Skin of dreams

You won't believe the layers of reality, fantasy, and presentation in this one.

IN 1989 IN TEHRAN, a movie-mad unemployed printer named Ali Sabzian is arrested for impersonating the famous film director Mohsen Makhmalbaf. “I loved playing that part,” confesses Sabzian at his trial. When the judge asks the Ahankah family, the victims of his psychodrama, if they will drop the charges in light of Sabzian’s apologies and explanations, one of the sons replies, “I get the impression he’s still playing a role.”

These moments from the documented trial resonate through Close Up, Abbas Kiarostami’s 1989 film of the event. Kiarostami, best known to American audiences for Through the Olive Trees and the Cannes Film Festival Palme d’Orwinning A Taste of Cherry, read about the story in the papers and convinced Sabzian and the Ahankah family to play themselves in a dramatic re-creation.


Close Up

directed by Abbas Kiarostami

opens February 26 at the Grand Illusion


The case itself is hardly sensationalistic. Sabzian met Mrs. Ahankah on a bus and passed himself off as Makhmalbaf in a simple bit of role-playing that he pushed into an elaborate charade when he proposed that the family act in his next film and subsequently became a frequent visitor to their house. Intercut with this and other re-creations is the documentary record of the real trial and a series of on-camera interviews. (Fans of the acclaimed new film The Apple—featured in the recent Women in Cinema festival—will find its roots here.) What emerges isn’t so much a melding of the two forms as an inquiry into the very nature of cinematic representation.
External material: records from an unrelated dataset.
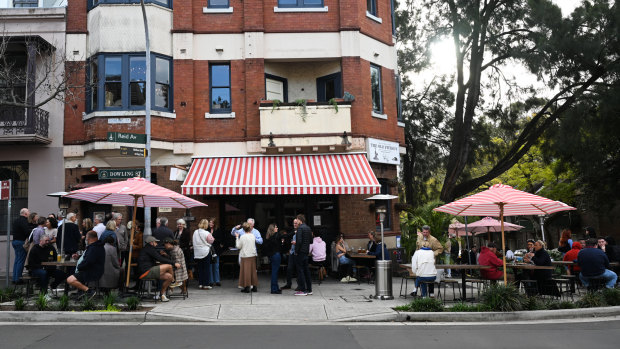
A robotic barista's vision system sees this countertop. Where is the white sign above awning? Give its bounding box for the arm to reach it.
[366,138,400,165]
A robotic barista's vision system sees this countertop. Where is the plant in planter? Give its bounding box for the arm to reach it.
[295,98,308,122]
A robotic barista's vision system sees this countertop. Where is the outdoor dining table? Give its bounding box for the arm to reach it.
[400,264,491,301]
[41,260,77,295]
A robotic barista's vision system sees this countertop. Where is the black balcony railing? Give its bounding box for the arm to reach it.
[0,107,49,142]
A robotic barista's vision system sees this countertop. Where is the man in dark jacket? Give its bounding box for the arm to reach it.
[11,208,31,284]
[28,235,67,293]
[577,238,618,288]
[56,212,82,255]
[293,214,312,296]
[138,236,181,302]
[67,230,105,298]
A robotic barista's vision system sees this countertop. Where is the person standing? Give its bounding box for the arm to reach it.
[112,212,129,265]
[11,208,32,285]
[235,222,258,293]
[262,224,282,294]
[295,214,312,296]
[192,219,215,290]
[416,225,443,257]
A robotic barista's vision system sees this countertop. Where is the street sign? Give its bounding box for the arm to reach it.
[108,132,146,144]
[0,181,11,200]
[121,147,146,158]
[99,168,144,179]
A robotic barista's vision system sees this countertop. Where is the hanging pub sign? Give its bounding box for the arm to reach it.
[366,138,400,165]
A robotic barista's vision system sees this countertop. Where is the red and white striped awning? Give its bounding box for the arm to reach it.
[181,153,381,195]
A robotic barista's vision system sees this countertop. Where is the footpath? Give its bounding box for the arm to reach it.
[0,275,620,325]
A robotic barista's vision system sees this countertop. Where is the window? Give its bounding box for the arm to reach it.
[87,0,172,10]
[366,0,377,17]
[394,75,404,122]
[207,0,230,8]
[87,53,173,112]
[13,0,39,7]
[375,178,392,231]
[278,0,323,7]
[209,64,231,113]
[370,64,383,114]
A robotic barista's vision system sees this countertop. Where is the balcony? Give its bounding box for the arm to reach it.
[0,107,52,144]
[259,101,351,153]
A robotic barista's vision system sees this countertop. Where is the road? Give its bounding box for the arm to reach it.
[0,318,620,349]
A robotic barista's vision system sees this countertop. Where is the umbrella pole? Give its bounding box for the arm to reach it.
[125,196,138,287]
[499,202,508,285]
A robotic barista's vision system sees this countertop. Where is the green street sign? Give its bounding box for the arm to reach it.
[108,132,146,144]
[121,147,146,158]
[99,168,144,179]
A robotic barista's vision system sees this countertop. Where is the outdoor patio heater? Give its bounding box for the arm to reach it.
[365,194,398,300]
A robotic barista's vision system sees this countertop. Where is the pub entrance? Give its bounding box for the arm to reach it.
[220,195,339,246]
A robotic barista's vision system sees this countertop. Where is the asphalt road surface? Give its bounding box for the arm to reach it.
[0,318,620,349]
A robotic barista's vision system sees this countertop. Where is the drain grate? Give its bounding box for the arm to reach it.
[340,296,372,303]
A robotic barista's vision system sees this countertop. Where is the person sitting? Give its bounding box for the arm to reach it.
[411,247,437,298]
[99,234,121,290]
[334,234,357,282]
[99,220,117,246]
[562,241,582,275]
[577,238,618,288]
[28,235,67,293]
[138,236,181,302]
[478,242,504,281]
[164,238,189,293]
[366,236,390,261]
[67,230,105,298]
[523,240,560,297]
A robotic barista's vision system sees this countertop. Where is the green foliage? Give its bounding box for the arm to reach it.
[80,297,97,311]
[447,303,489,312]
[577,292,606,308]
[601,288,620,306]
[15,297,26,311]
[103,292,118,308]
[125,297,140,311]
[480,284,525,311]
[58,294,69,311]
[34,292,49,311]
[523,296,547,310]
[394,298,444,313]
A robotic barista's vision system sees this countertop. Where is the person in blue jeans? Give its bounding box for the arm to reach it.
[263,224,282,294]
[11,208,31,284]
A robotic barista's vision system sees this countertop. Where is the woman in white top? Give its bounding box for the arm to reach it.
[192,219,214,290]
[411,247,437,297]
[235,222,258,293]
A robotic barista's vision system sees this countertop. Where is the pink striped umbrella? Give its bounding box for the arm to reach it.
[434,184,575,283]
[64,177,207,286]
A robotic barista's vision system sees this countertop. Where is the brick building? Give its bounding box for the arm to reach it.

THE FILM OPENS with a bald bit of exposition, as journalist Hossain Farazmand explains the story to a pair of police officers (and, more important, to the camera) on their way to arrest Sabzian. It’s as if Kiarostami is flaunting the contrivance to the audience. When we finally arrive, he leaves the camera outside the gates of the house with the driver, finding quiet drama in the waiting: chatting with the cops, plucking flowers from a pile of leaves in the street, kicking an aerosol can down the street, watching it roll and roll and roll. When the reporter re-emerges (after a desperate search for a portable tape recorder), he gives that aerosol can a triumphant kick to end the scene.

None of these details are necessary to the central story, but they add up to some of the most memorable moments of Close Up. Through the course of the film, Kiarostami gradually loses this meandering survey of life on the fringes of the narrative, but he has plenty else to keep him (and us) occupied.

In the latter half of Close Up, Kiarostami replays the arrest scene from inside the house. Sabzian, who has never made a film, pours out his passion for cinema in long philosophical pronouncements on art and truth (“I really would have shot the film if I had the money,” he offers at trial). The multiplicity of “screens” between performer and event is astounding: The real-life con man, who transcends his lack of self-esteem by play-acting the part of a great artist, now plays himself playing that part in a dramatic re-creation where, for those moments, he seems to merge with the part. If he is, as the Ahankah son insists, “still playing a part” in the “reality” scenes of the courtroom, he seems to be plumbing the depths of his real-life dreams and desires in this moment of performance.

By the end of Close Up, the apparent simplicity of technique has given way to a remarkable complexity, like a loving take on Citizen Kane where the truth is not found under the masks but in their fusion. In the final scenes, the viewer looks, voyeur-like, upon a brilliant mix of contrivance, intimacy, distance, and dramatic closure, questions of performance and spontaneous action tossed to the wind in a moment of emotional power. Maybe we are all, as Kiarostami seems to suggest, actors on a stage, but that doesn’t make our performances any less poignant or any less real.